About the Html output Contents Index

Hyperlatex will automatically partition your input file into separate HTML files, using the sectioning commands in the input. It attaches buttons and menus to every HTML file, so that the reader can walk through your document and can easily find the information that she is looking for. (Note that HTML documentation usually calls a single HTML file a "document". In this manual we take the LaTeX point of view, and call "document" what is enclosed in a document environment. We will use the term node for the individual HTML files.) You may want to experiment a bit with this manual. You'll find that every \section and \subsection command starts a new node. The HTML node of a section that contains subsections contains a menu whose entries lead you to the subsections. Furthermore, every HTML node has three buttons: Next, Previous, and Up.

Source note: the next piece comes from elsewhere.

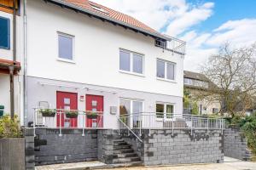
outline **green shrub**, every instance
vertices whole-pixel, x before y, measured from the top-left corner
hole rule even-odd
[[[20,138],[22,136],[18,116],[12,120],[9,115],[0,118],[0,139],[1,138]]]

The Next button leads you to the next section at the same level. That means that if you are looking at the node for the section "Getting started," the Next button takes you to "Conditional Compilation," not to "Preparing an input file" (the first subsection of "Getting started"). If you are looking at the last subsection of a section, there will be no Next button, and you have to go Up again, before you can step further. This makes it easy to browse quickly through one level of detail, while only delving into the lower levels when you become interested. (It is possible to change this behavior so that the Next button always leads to the next piece of text.)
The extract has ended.